Inheritance. If your spouse is named as a beneficiary in your will or trust, that is revoked upon divorce, although you can execute a new will renaming your spouse as a beneficiary in a will or a trust. For more information on this, see our tab on “Spouse as a Beneficiary.”
But how does divorce affect what you inherit? First, divorce should not affect what you inherit. Inheritances are exempt from the community property laws in Arizona, so when it comes to your inheritance, it should not matter whether you are married or not.
Divorce can impact your inheritance, though, if you “commingle” your inheritance with community funds. Let’s say, for example, you inherited $10,000.00 from your grandmother and you put that money into the account where your money and your spouse’s paycheck goes, that $10,000 is going to be considered community property.

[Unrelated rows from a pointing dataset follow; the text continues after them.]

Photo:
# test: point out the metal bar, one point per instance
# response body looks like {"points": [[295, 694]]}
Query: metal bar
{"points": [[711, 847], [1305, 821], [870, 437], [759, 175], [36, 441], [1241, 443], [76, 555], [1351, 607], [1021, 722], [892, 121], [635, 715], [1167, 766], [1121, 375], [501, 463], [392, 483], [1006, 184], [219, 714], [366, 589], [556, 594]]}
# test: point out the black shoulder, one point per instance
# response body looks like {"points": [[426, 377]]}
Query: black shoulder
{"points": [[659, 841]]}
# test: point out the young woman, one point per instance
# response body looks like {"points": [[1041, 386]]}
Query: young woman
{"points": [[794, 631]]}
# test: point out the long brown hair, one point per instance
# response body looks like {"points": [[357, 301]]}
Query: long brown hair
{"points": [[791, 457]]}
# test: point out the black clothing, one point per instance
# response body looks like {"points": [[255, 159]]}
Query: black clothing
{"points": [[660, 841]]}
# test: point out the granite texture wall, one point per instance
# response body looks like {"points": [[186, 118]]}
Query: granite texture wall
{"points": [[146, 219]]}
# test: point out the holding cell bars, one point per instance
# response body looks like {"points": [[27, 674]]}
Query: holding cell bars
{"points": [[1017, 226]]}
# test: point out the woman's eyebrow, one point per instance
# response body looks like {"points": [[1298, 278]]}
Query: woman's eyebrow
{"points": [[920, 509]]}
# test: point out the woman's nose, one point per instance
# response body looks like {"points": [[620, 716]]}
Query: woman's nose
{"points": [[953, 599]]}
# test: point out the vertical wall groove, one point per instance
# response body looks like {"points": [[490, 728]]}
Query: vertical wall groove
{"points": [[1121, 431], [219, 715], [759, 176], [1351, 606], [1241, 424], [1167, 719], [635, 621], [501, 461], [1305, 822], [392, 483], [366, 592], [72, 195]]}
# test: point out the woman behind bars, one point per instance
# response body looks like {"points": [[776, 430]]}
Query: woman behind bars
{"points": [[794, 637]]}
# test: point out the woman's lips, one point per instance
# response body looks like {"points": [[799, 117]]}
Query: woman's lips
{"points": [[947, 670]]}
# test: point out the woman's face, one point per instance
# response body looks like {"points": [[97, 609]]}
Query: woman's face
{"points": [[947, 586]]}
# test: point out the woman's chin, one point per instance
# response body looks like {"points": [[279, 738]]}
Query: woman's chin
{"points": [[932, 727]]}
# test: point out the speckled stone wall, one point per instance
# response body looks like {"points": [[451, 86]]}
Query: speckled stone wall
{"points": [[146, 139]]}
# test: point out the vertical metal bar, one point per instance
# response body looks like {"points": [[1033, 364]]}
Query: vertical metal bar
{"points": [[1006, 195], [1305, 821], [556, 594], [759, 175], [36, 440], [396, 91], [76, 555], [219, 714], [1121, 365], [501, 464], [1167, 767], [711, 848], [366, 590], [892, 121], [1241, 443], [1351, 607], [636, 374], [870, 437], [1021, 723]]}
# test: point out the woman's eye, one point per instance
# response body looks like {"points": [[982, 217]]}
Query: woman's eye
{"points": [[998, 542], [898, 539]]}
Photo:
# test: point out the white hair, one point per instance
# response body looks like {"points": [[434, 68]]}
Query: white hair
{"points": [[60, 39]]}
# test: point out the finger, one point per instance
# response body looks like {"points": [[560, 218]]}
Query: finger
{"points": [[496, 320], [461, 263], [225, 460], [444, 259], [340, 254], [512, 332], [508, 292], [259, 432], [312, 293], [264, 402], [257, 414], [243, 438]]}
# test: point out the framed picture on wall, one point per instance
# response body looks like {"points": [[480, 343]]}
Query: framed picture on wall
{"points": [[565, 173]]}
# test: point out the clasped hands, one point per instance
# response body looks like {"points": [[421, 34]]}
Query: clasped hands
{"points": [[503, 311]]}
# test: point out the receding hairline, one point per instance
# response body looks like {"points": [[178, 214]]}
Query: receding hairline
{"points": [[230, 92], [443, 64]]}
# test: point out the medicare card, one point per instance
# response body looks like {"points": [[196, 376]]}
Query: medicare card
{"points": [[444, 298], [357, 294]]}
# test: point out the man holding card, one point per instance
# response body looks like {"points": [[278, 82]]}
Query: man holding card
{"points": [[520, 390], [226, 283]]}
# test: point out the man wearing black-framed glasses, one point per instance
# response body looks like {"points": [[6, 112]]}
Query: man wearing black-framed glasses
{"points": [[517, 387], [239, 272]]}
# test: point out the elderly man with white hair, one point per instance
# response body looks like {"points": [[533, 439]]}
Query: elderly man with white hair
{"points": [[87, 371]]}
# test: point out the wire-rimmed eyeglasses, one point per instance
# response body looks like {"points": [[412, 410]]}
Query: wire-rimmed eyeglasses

Spouse as a Beneficiary. During a marriage, spouses commonly list each other as beneficiaries on various financial instruments, including wills, trusts, IRAs, 401(k)’s, etc. Upon a divorce, a law may or may not automatically change the beneficiary on these financial documents. Here’s how those various financial instruments are treated during a divorce:
Remember this is contingent on there being a divorce. If a spouse dies before the divorce is finalized, the beneficiary designations remain unchanged. If a couple is legally separated, the beneficiary designations remain unchanged.
But what about an annulment? When it comes to changing the beneficiary designation, Arizona law treats an annulment like a divorce, so the beneficiary does change just as it would in a divorce.
Bankruptcy. Divorce and bankruptcy proceedings should not coincide with each other. Either wait to divorce until after the bankruptcy is complete or wait to file bankruptcy after the divorce is complete. Be aware that there are risks associated with both options.
For example, let’s say Spouse A and Spouse B owe $100,000.00 on a loan. If they file for bankruptcy together before the divorce, this debt can be discharged for both of them, but both of them also have a bankruptcy on their record.
So let’s say they opt to wait until after the divorce. The divorce court orders Spouse B to be solely responsible for the $100,000 debt. After the divorce, Spouse B files for bankruptcy, and the debt is discharged. What do the creditors do? They come after Spouse A for the full $100,000.00. They can do so even though the divorce court assigned the debt to Spouse B and the debt was discharged. This is because the Courts cannot change the terms of existing contracts.
If you are considering a bankruptcy and a divorce, this is something that should be discussed with a bankruptcy attorney.
You should also be aware that some debts cannot be discharged in a bankruptcy. These include spousal maintenance, child support, and attorney’s fees owed from a child custody matter.